Negué con la cabeza.

– Fue algo que sucedió al final de la segunda guerra mundial, en islas de Nueva Guinea que no habían tenido apenas contacto con el hombre blanco. Nuestro ejército estaba preparando el frente contra Japón, así que decidimos cortar sus suministros y disponer de bases desde donde poder atacarlos. Pero no quiero cansarla con una historia tan vieja, Julia…

– Oh, no, no. Prosiga, por favor -insistí.

Ellen inspiró hondo.

– Está bien. Comenzamos a instalarlas en atolones del Pacífico sur. Imagínese el impacto sobre los nativos: de repente, miles de hombres salidos de ninguna parte, pertrechados de bastones de fuego y pájaros metálicos, tomaron los bosques cercanos a sus aldeas y los esquilmaron para acondicionarlos como instalaciones militares. En su ingenuidad, creyeron que éramos dioses y que teníamos poder infinito sobre la naturaleza.

– ¿Y por qué lo llamaron culto cargo?

– Porque al ver cómo esos dioses dejaban caer del cielo más y más contenedores con la palabra «cargo» impresa en ellos, creyeron que habíamos decidido abrir las compuertas del paraíso para compartir nuestras riquezas con ellos. De hecho, nacieron entonces varias religiones que todavía se resisten a desaparecer.

– ¿En serio?

– Así es. Y todo fue fruto del contacto con una «tecnología superior» que ellos creyeron mágica. ¿Ve adonde quiero ir a parar?

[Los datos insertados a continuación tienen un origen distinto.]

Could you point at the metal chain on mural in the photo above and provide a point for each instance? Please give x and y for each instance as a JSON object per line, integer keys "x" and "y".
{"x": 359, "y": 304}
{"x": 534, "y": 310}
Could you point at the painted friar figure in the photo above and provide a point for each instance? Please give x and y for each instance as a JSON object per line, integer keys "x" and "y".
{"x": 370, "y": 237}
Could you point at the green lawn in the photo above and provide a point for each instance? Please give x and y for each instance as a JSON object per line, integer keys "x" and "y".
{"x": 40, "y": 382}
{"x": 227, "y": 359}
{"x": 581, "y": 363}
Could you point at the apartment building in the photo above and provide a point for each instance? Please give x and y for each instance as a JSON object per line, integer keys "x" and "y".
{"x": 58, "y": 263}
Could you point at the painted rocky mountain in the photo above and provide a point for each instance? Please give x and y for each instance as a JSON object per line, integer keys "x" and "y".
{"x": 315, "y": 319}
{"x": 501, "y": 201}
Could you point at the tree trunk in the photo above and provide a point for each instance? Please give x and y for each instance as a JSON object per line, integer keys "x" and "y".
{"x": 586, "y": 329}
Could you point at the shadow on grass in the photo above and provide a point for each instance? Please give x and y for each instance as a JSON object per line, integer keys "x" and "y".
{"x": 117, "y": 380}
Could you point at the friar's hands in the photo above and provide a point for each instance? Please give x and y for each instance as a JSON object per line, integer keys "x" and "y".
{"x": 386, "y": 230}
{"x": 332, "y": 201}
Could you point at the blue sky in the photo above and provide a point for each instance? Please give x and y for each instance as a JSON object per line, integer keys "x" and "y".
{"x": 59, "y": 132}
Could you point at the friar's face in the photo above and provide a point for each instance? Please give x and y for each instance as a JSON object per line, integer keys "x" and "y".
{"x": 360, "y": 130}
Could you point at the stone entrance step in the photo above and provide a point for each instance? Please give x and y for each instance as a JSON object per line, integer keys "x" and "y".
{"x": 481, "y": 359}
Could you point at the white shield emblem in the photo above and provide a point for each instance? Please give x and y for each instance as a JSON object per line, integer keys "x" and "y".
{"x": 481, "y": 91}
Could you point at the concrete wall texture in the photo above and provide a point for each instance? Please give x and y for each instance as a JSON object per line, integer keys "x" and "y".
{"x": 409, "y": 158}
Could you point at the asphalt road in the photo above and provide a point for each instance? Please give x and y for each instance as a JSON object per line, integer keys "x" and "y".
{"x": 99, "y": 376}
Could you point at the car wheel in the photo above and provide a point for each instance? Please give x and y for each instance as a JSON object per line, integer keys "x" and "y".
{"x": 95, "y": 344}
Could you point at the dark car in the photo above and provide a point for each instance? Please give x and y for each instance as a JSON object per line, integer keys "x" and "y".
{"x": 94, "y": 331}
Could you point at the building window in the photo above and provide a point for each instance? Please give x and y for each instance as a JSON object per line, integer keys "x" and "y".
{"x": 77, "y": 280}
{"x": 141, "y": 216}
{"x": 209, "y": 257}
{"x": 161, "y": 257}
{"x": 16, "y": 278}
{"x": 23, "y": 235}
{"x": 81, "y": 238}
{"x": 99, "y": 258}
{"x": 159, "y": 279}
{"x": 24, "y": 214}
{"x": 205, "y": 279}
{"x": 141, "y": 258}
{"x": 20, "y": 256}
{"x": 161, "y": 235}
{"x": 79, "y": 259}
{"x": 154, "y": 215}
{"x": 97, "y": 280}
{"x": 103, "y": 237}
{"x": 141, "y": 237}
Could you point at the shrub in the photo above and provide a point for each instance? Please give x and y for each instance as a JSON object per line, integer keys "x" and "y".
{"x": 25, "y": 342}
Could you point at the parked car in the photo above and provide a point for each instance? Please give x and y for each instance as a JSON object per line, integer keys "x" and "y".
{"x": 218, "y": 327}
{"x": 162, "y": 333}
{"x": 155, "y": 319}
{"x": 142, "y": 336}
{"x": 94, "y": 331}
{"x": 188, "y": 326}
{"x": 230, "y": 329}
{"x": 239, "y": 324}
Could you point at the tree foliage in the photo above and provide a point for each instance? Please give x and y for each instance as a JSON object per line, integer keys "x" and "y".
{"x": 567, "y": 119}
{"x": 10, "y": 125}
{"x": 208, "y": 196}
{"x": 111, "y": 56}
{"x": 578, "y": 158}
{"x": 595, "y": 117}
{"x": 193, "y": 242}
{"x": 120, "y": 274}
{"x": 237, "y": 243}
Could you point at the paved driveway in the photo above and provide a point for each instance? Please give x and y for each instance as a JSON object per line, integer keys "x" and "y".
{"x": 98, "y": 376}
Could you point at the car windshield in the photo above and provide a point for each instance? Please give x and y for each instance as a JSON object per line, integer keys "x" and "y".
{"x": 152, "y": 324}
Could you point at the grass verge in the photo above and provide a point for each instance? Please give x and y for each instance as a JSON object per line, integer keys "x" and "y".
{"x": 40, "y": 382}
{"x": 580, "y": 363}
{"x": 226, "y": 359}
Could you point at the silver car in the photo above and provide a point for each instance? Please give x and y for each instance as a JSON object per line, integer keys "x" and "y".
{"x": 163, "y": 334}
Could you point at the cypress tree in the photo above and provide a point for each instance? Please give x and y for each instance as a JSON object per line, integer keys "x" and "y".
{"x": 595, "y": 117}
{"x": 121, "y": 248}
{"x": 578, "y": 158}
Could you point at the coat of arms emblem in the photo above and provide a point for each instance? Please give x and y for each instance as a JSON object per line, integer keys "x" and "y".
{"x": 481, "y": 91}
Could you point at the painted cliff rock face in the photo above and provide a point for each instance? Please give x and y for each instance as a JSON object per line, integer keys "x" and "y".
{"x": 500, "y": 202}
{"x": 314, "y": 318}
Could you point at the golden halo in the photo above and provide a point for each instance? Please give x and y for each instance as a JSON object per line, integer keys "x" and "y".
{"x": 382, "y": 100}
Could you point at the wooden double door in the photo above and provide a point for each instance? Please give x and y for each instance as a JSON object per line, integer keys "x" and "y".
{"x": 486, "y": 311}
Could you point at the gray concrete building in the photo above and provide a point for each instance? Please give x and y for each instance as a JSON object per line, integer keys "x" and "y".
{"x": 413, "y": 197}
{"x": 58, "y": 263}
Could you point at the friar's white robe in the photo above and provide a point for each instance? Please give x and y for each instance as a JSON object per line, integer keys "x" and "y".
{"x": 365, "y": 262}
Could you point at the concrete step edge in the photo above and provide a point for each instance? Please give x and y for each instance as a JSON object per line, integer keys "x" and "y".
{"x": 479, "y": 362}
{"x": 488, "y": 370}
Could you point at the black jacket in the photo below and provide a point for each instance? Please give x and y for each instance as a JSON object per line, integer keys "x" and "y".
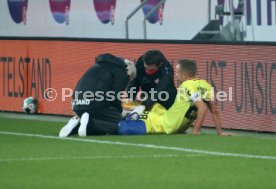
{"x": 104, "y": 80}
{"x": 162, "y": 80}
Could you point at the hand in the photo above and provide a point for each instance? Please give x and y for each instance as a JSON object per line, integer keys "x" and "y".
{"x": 195, "y": 132}
{"x": 138, "y": 109}
{"x": 222, "y": 133}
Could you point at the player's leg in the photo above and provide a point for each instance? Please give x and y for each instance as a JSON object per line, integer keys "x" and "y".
{"x": 100, "y": 122}
{"x": 71, "y": 127}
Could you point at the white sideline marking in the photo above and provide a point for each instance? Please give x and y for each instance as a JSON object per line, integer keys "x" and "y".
{"x": 96, "y": 157}
{"x": 153, "y": 146}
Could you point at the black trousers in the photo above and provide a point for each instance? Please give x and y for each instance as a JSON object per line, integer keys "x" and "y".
{"x": 103, "y": 121}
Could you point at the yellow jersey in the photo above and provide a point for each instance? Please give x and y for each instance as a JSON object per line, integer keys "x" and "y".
{"x": 182, "y": 113}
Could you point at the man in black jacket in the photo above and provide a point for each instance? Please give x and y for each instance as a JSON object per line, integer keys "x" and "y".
{"x": 96, "y": 98}
{"x": 154, "y": 73}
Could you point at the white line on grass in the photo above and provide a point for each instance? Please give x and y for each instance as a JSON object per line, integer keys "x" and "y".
{"x": 97, "y": 157}
{"x": 153, "y": 146}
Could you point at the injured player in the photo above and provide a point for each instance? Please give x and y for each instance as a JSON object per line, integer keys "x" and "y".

– Lo único que veo es que usted prefiere una visión materialista de las cosas a una religiosa.

– Desde luego. Y tenga la certeza de que será esa visión la que nos sacará de aquí. No los ángeles.

– ¿Qué quiere decir?

– Llevamos varias horas en Hallaς, señora Faber. A estas alturas, nuestros satélites habrán triangulado ya la posición de las reliquias de Dee. No creo que estemos solas por mucho tiempo.